There is no universally best channel, which is why "which channel should I use" has no context-free answer. The four differ on axes that map directly onto what you're short of.

Channel Time to first cash Cash required Scalability ceiling Skill to competence
Warm outreach Days ~Zero Low (network size) Low
Content Months Low (time-heavy) Very high High, compounding
Cold outreach Weeks Low–medium High Medium (discipline-heavy)
Paid ads Days to buy, but needs a proven offer High Very high High, cash-punishing

Read that table as a constraint-matcher, not a ranking. Short on cash and need revenue this month? The right channel is the top row. Have a durable thesis and the patience to compound? Content. Know precisely who your buyer is and can execute follow-up like a machine? Cold. The best channel is the one whose profile fits your actual scarcity — the logic of letting your binding constraint pick your strategy rather than importing someone else's answer.

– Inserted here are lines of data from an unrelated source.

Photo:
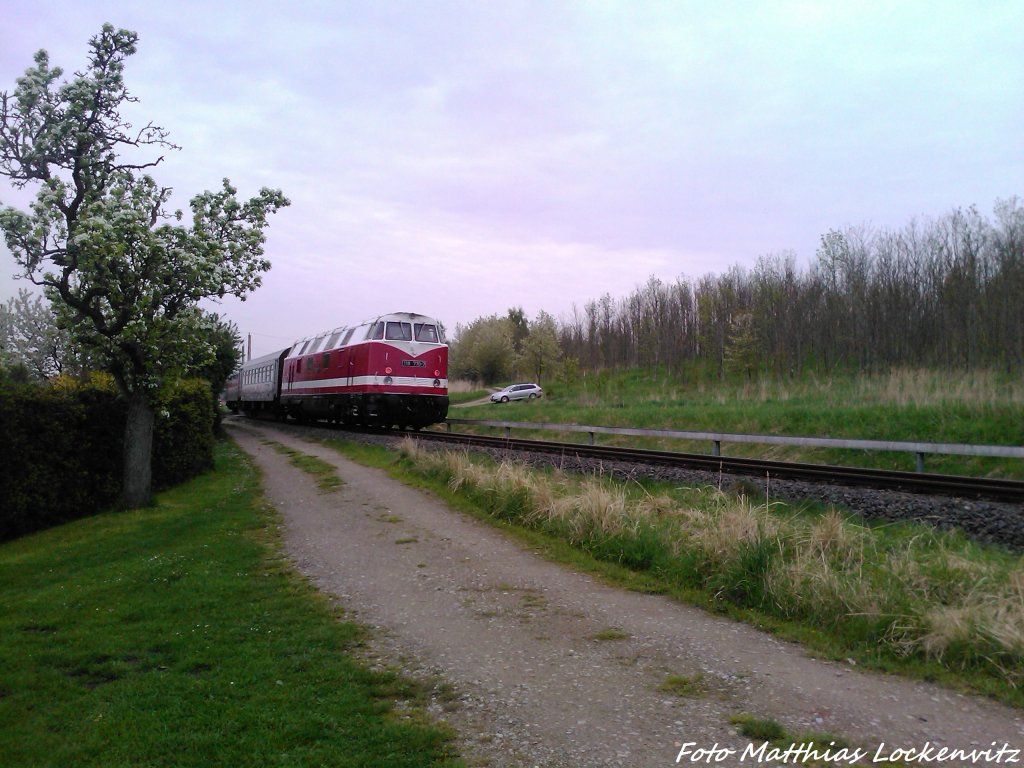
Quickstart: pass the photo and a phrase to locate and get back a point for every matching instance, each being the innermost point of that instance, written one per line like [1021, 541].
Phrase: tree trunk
[136, 489]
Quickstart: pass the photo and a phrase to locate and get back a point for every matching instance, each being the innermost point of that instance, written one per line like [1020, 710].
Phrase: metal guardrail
[717, 438]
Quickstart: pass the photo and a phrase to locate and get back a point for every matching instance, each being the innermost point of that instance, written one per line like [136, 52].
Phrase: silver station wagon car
[517, 392]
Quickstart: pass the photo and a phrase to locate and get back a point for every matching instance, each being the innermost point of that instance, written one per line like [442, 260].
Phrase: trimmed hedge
[62, 446]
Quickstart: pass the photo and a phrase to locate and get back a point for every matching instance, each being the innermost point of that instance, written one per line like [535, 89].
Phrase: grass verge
[916, 406]
[902, 598]
[179, 636]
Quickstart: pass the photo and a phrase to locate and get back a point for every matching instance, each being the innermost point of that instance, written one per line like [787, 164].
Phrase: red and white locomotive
[391, 371]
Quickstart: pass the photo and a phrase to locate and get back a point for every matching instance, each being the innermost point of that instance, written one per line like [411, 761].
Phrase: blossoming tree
[125, 276]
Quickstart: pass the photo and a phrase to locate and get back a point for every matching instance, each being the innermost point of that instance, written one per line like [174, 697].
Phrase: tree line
[944, 293]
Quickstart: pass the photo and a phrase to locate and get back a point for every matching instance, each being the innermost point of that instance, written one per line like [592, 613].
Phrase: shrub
[64, 442]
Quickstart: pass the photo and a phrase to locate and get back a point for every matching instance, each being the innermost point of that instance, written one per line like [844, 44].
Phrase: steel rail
[916, 482]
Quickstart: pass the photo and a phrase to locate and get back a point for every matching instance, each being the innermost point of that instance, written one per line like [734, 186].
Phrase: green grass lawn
[178, 636]
[932, 407]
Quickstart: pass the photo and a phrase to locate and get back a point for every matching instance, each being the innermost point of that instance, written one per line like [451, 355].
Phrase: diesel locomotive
[387, 372]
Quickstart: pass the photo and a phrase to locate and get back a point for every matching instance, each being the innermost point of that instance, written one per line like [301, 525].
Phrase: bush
[182, 435]
[64, 448]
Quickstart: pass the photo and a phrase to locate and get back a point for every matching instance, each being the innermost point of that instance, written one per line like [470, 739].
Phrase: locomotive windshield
[427, 333]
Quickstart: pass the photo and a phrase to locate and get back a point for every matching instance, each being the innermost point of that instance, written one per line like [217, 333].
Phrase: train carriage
[256, 386]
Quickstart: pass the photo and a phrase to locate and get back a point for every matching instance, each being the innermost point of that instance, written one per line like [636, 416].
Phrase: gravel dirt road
[552, 668]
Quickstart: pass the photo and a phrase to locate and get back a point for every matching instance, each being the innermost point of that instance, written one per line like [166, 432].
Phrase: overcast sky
[458, 159]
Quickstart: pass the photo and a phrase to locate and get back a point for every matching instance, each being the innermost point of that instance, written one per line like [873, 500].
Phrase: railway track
[915, 482]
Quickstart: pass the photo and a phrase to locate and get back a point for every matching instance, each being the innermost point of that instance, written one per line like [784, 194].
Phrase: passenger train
[388, 372]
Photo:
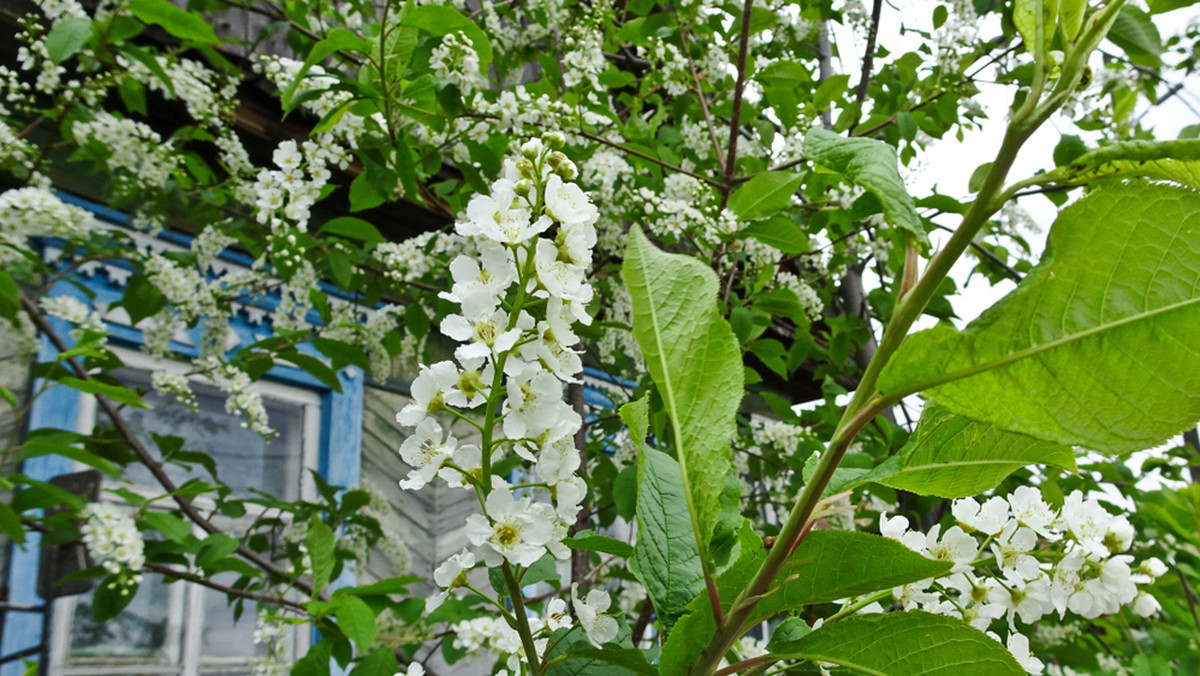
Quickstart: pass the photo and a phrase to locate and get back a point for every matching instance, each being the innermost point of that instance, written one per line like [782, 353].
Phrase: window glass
[244, 459]
[144, 632]
[220, 634]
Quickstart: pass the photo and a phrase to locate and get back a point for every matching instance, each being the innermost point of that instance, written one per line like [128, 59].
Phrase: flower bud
[531, 149]
[567, 169]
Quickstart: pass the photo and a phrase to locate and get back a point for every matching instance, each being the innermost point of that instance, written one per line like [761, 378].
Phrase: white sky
[949, 163]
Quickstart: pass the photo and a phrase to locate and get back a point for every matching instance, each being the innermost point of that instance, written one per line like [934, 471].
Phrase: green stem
[519, 611]
[846, 611]
[868, 402]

The sequence: warm first, then exactly one scalable channel

Choosing isn't only about which. It's about order, because the sequence of moves decides the outcome — the right channel at the wrong time fails and teaches you the wrong lesson. The order is not a preference. It falls out of the profiles above.

Start with warm outreach. Almost everyone should, and most founders skip it because it doesn't feel like a strategy. It has the fastest time-to-cash, needs no budget, and has the lowest competence threshold — you are talking to people who already trust you, so you are not also fighting a credibility deficit while learning the channel. Its ceiling is low: your warm network is finite, and you will exhaust it. That is a feature at this stage. Warm outreach is the cheapest way to discover whether your offer converts at all, stripped of the confound of cold-audience skepticism. If people who already trust you won't buy, no channel will save you, and you've learned it in a week for free instead of in a quarter for thousands.

Then pick one — one — scalable channel to go deep on, chosen by your constraint:

  • Content, if you have time more than money and a durable thesis worth compounding an audience around. Content's ceiling is enormous and its cost per lead trends toward zero, but its time-to-payoff is measured in months and its competence threshold is high. You are underwriting a long build. Choose it only if you can survive the silent middle.
  • Cold outreach, if you have a sharp ICP and the discipline for relentless follow-up. It scales past your network, pays out in weeks not months, and rewards process over inspiration. The failure mode is a fuzzy target list and giving up after one touch — the discipline is the channel.
  • Paid ads, only once an offer already converts organically. This is the one sequencing rule I'd carve in stone. Paid ads scale whatever you feed them, including failure. If your offer converts cold traffic at 1 percent and you need it at 3 percent to be profitable, spending more doesn't fix the offer — it buys the same negative result faster, at a cost per acquisition that stays underwater while your bank balance doesn't. Paying to scale an unproven offer multiplies the failure and hands you a burn rate as a consolation prize. Ads are an amplifier. Prove the signal is positive before you turn up the gain.

Warm-then-one-scalable is the honest starting sequence for nearly every business. It front-loads cash and learning at near-zero cost, then commits your scarce hours to a single channel long enough to cross both its thresholds.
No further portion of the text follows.